Introduction
Is it important to know how to teach sentence fragments? Considering many of today’s students often write in fragments, the answer is a resounding yes!
In reviewing various essays, short answer responses, and responses to comprehension questions from my students, receiving responses riddled with sentence fragments has been the norm. What’s even more shocking: students often say they feel this is normal because it’s exactly how they communicate with each other.
How, then, should one go about teaching sentence fragments? Here are some strategies that I’ve found useful.
Review and Practice Sentence Fragments
The first step of how to teach sentence fragments involves reviewing them with students.
The review should focus on why sentence fragments are fragments, which is for one of three common reasons:
- It’s missing a subject, and it only has a predicate
- It’s missing a predicate, and it only has a subject
- It’s a dependent clause that needs an independent clause
Write or project several examples of sentence fragments and complete sentences, and have students discuss what makes them a complete sentence or a sentence fragment.
Having students understand that the sentence fragments needs a subject, a predicate, or an independent clause to make it complete is very important as it helps them attain mastery. This also helps provide a foundation for writing.
Provide Independent Practice Opportunities
After the review, the next step of how to teach sentence fragments involves students working independently.
Whether it’s a worksheet that has students identifying and correcting sentence fragments or an assignment that assess their understanding, providing multiple practice opportunities helps them attain mastery and deepen understanding of sentence fragments.
One thing I like to do is take sentences from any text we’re reading and either change them into a sentence fragment or maintain its complete sentence form. Then, as a warm-up activity or exit ticket, I have students fix the sentence fragments or make the complete sentences into sentence fragments.
Quizzes and tests, too, are another important method of assessing student knowledge of sentence fragments. In addition to providing multiple-choice questions, include questions where students have to explain why, for example, the sentence fragment is a fragment, or feature questions where students have to turn a complete sentence into a sentence fragment.
This unique assessment approach ensures that students are adequately demonstrating their understanding and mastery of sentence fragments in various ways.

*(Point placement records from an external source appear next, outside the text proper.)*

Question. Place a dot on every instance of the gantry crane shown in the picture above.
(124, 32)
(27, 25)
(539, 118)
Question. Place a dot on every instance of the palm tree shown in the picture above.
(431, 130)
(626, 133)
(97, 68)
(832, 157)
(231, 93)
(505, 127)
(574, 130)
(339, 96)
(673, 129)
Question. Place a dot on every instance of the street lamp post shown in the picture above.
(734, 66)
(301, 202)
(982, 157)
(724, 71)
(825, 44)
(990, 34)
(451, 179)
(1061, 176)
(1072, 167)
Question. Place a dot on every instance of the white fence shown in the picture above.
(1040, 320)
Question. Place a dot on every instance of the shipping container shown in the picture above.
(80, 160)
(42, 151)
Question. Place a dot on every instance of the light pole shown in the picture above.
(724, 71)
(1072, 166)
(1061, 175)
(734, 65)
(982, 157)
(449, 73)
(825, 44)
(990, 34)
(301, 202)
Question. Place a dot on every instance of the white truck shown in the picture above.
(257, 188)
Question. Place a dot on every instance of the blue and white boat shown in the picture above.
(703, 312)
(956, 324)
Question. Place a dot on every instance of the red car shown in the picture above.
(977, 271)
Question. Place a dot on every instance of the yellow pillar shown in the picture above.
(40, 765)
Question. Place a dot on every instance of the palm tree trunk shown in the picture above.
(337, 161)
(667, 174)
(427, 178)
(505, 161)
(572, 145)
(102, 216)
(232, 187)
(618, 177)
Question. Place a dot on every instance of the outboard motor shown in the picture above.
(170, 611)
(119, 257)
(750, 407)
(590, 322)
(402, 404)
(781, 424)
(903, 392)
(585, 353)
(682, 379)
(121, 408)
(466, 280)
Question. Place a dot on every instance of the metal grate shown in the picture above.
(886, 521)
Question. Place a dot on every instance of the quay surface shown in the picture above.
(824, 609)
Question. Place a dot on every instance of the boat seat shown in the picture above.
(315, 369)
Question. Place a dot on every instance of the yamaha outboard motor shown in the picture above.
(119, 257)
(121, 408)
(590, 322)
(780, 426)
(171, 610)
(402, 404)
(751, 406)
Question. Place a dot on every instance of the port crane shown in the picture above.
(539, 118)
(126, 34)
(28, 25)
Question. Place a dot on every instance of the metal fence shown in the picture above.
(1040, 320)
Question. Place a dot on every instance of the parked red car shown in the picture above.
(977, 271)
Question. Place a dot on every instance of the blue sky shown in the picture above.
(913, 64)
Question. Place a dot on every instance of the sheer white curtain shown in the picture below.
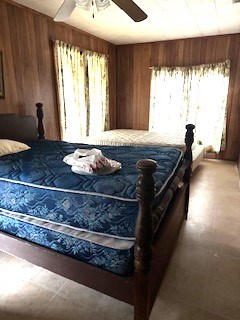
(82, 91)
(198, 95)
(98, 93)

Engage Students with Creative Activities
Creative activities are a great supplement to traditional assignments and assessments when wondering how to teach sentence fragments. Two activities my students enjoy doing are Sentence Fragment Sort and Sentence Fragment Detective.
Sentence Fragment Sort
In Sentence Fragment Sort, students in groups of 2–3 must work together to sort cards into two piles: complete sentences and sentence fragments.
Using note cards, I create six different sets of sentence fragments and complete sentences. This helps with variety and ensuring that no group gets the same types of sentences (which also reduces the likelihood of cheating).
Groups are given about 5–10 minutes (depending on the class’s needs) to sort the sentences into the correct pile; once time has elapsed, each group shares their piles and explains how they were able to distinguish between sentence fragments and complete sentences.
Fragment Detective
Similar to Sentence Fragment Sort, Fragment Detective has students working in groups of 2–3 and reading a paragraph that contains both complete sentences and sentence fragments.
In preparing this activity, I create six different paragraphs on random topics. The reason for this is the same as why I create six different sets of fragments and complete sentences for Sentence Fragment Sort: to ensure variety and to reduce the likelihood of cheating.
On a giant easel pad paper (or something similar), students create a T-chart and use two different colors to label one side Sentence Fragments and the other Complete Sentences. Next, they are given 10 minutes (again, depending on class need) to read their given paragraph carefully and identify the fragments and sentences to write them on their giant T-chart.
Afterward, students present the results of their detective work and share how they would fix some of the fragments to make them complete sentences.
Both Sentence Fragment Sort and Fragment Detective are great activities because it makes students more active in their learning; plus, it gamifies the learning experience.
Conclusion
Knowing how to teach sentence fragments might seem tricky, but with enough practice and repetition, students will not only know and understand how sentence fragments work, but they’ll also be less likely to make the same errors in their own writing.
How do you teach sentence fragments?